I just got a 98 Accord LX a few days ago, and already I love it. However, the Enging Malfunction Lamp came on about 24 hours after I started driving it. I've called Honda dealers, who say there are about 100 things that can set it off. They specifically ask about the gas cap not being on tight enough, which I hear can set the light off. The dealers tell me to bring it in to have it checked out (which they can charge me $80 for), but I hate to pay them to tell me the gas cap was loose. I was wondering if anybody knew how long it takes for that light to shut off after replacing the gas cap properly. Is it a bad idea to drive it around for a while to see if the light goes off by itself, or should have the light checked out as soon as possible?
Yes, there are only at least a hundred reasons why it could be lit. Yes, the gas cap is a common one. Always turn it several times past the point where you can here it click.
IF it is the cap, and IF you have corrected the problem, the trap should be reset after a fixed number of engine restarts, which unfortunately vary from one maker to another. A good rule of thumb is that it could take at least a dozen engine cycles, and as many as 40, to clear the code. If you're a busy driver, that means that if you want to wait a week to 10 days, it could reset itself if the problem has been solved.
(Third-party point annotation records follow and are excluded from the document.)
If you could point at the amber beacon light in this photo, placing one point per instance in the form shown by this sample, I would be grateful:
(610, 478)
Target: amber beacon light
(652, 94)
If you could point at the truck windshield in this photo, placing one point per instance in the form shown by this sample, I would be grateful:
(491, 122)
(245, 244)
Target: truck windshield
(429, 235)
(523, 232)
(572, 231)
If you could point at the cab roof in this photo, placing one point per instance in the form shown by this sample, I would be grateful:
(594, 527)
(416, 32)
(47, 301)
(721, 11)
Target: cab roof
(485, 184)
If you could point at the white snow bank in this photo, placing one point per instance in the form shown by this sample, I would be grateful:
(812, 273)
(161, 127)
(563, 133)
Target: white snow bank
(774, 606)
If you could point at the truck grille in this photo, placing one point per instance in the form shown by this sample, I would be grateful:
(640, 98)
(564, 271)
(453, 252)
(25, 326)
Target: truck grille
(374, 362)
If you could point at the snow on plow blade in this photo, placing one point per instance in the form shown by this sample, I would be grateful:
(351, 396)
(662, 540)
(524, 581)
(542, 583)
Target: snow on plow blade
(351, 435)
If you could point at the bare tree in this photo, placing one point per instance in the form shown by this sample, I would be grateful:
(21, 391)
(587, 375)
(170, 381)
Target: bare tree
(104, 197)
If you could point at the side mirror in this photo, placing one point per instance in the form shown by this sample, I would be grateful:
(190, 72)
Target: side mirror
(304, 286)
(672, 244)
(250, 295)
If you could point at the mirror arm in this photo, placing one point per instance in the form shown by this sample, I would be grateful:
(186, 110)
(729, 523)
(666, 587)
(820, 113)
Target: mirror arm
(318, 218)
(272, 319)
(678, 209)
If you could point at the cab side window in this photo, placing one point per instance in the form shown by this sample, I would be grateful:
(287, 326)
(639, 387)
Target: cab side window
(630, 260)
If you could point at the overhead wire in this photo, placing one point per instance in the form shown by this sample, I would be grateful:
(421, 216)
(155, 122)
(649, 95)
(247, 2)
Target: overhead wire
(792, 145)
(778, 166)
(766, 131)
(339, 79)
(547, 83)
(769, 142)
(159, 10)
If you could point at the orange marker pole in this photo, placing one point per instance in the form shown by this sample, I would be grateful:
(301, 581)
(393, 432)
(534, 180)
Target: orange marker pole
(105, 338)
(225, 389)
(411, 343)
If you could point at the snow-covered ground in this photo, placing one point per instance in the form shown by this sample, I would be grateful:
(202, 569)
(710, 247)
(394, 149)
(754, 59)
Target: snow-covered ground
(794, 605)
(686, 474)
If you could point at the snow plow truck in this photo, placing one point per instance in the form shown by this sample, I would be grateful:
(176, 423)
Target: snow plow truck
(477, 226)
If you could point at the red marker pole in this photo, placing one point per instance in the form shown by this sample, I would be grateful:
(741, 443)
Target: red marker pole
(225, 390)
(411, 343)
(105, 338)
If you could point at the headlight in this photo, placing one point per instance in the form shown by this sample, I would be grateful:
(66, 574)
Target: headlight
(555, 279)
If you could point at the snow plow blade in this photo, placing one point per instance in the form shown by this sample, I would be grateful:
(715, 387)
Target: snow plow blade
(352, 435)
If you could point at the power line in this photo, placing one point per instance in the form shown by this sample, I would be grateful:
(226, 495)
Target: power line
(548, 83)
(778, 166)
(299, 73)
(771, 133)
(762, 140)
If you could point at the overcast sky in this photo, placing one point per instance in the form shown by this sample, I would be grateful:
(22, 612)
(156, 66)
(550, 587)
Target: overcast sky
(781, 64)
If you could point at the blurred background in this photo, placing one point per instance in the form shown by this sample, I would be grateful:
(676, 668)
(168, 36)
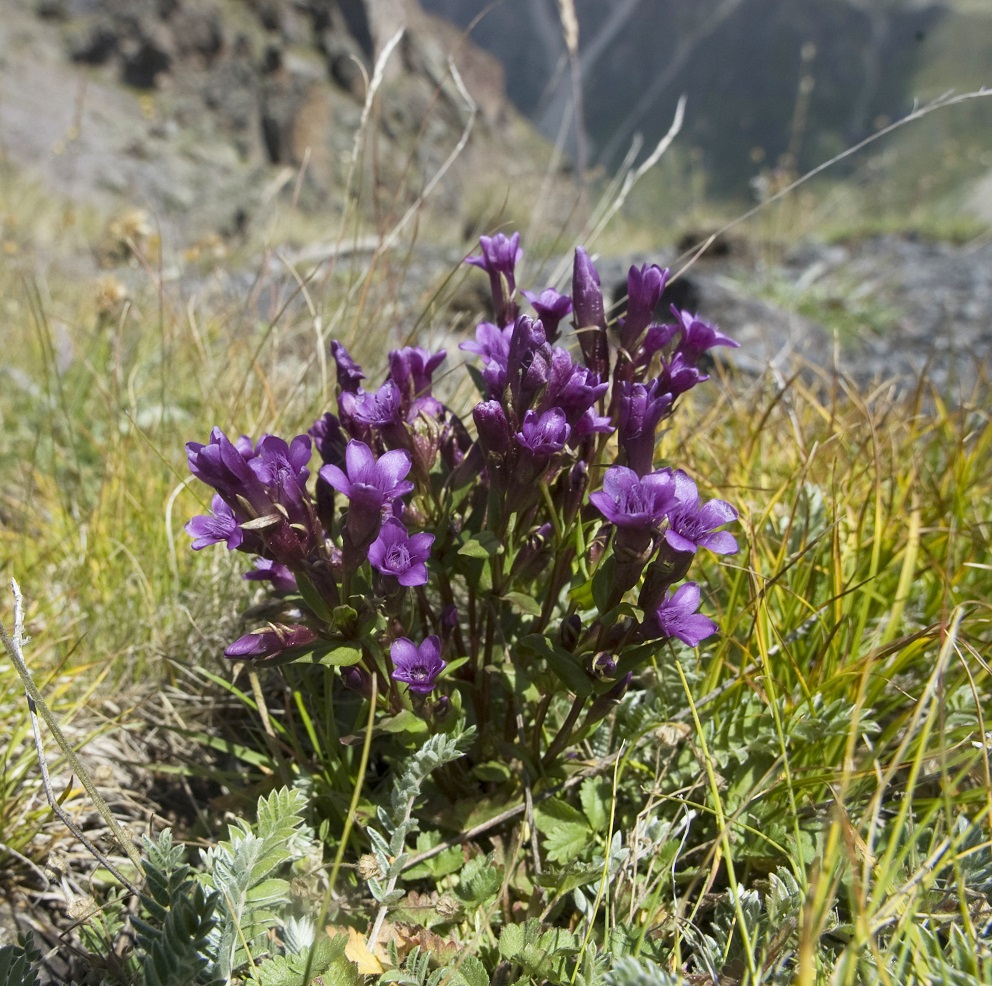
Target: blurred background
(210, 116)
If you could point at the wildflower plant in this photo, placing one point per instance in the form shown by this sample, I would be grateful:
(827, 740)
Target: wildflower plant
(516, 570)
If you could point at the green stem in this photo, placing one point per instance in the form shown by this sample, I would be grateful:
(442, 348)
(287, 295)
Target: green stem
(565, 733)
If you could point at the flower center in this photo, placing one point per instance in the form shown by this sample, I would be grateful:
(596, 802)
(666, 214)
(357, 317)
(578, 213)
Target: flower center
(397, 558)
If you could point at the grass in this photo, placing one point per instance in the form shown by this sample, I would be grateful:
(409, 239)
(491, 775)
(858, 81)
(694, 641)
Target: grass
(806, 800)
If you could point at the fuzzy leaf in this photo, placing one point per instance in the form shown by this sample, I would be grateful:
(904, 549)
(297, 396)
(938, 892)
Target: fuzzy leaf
(565, 829)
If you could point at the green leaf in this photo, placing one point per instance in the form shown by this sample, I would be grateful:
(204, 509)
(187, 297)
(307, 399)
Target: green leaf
(561, 662)
(565, 829)
(492, 771)
(467, 970)
(581, 595)
(406, 723)
(524, 603)
(602, 584)
(341, 656)
(485, 544)
(480, 880)
(511, 940)
(595, 794)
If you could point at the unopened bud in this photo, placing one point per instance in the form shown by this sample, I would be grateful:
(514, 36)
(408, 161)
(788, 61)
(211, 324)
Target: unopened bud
(369, 868)
(569, 631)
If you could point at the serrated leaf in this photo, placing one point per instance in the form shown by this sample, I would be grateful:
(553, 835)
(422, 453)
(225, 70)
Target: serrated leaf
(562, 662)
(340, 656)
(595, 794)
(468, 971)
(480, 880)
(511, 940)
(567, 833)
(524, 603)
(485, 544)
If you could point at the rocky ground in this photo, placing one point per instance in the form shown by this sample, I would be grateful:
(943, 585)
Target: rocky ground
(202, 116)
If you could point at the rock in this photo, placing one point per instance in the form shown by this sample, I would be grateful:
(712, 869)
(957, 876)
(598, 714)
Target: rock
(280, 83)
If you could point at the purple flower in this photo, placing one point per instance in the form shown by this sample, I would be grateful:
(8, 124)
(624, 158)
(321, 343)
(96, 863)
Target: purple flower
(655, 339)
(500, 255)
(370, 481)
(417, 666)
(265, 485)
(589, 314)
(677, 616)
(270, 641)
(491, 342)
(378, 410)
(641, 408)
(571, 387)
(283, 469)
(551, 308)
(629, 500)
(678, 375)
(280, 576)
(542, 436)
(493, 345)
(698, 336)
(350, 374)
(329, 439)
(369, 484)
(395, 553)
(224, 466)
(528, 363)
(692, 525)
(219, 525)
(591, 424)
(412, 369)
(493, 428)
(644, 289)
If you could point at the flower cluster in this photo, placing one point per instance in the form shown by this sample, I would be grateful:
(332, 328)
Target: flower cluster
(554, 533)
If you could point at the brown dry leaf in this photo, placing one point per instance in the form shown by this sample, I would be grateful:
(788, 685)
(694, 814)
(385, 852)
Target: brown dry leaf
(358, 952)
(443, 949)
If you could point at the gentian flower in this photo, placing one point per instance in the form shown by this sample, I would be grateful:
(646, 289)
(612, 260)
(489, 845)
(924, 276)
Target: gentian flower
(265, 485)
(493, 428)
(412, 370)
(500, 255)
(394, 552)
(692, 525)
(543, 435)
(641, 408)
(224, 466)
(350, 374)
(551, 308)
(698, 336)
(528, 363)
(417, 666)
(571, 387)
(591, 423)
(655, 339)
(328, 438)
(589, 314)
(677, 616)
(644, 289)
(270, 641)
(629, 500)
(491, 342)
(374, 410)
(219, 525)
(280, 576)
(493, 345)
(369, 484)
(678, 376)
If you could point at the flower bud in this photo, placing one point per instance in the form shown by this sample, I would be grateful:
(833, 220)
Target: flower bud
(589, 314)
(569, 632)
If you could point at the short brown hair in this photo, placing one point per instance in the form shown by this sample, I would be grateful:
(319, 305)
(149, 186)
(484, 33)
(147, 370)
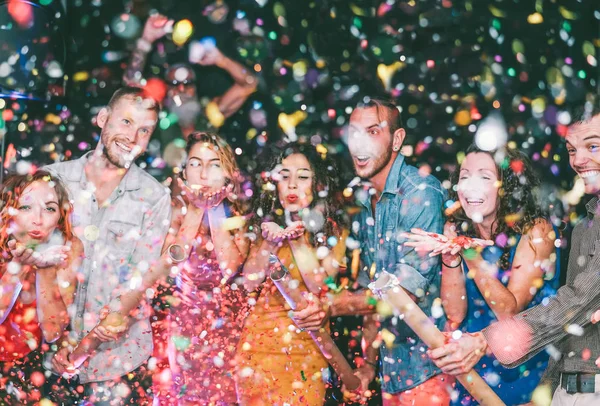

Honda, Toyota, and everybody in the business told the EPA that the OBD II problem thresholds were set too low, and that the result would be thousands of needless and harmless OBD alerts that would cost drivers money and dealers time. Yep.
Most of the time you can reset it by removing the battery cable and waiting 30secounds. If that doesn't work anymore then it will take three trips/drive cycles. A trip/drive cycle must meet certain driving conditions such as: ECT and IAT (engine coolant and intake air) temps must be within 5 degrees of each other and be below 85F, must reach operating temp within a specified time frame, and must be above 15mph. Some parts of the country and drivers never get into a drive cycle while others do it every day. The best way is with a diagnostic machine, that way you know the code and get it cleared in one trip. If the battery thing doesnt work any more then good luck...
I Have a 2002 Accord VP it came with the CD and 6 Speaker Stereo System. I noticed today it sound like the Drivers side speaker may have blown it sounds kind of tinny unless I turn the treble all the way down and the Bass up It sounded fine for the last month until today. Just curious has anyone else had problems with thier speakers I don't listen to loud heavy metal with the volume all the way up or anything like that. Mostly soft rock with volume at mid levels and I never had it happen in any other vehicle I have owned.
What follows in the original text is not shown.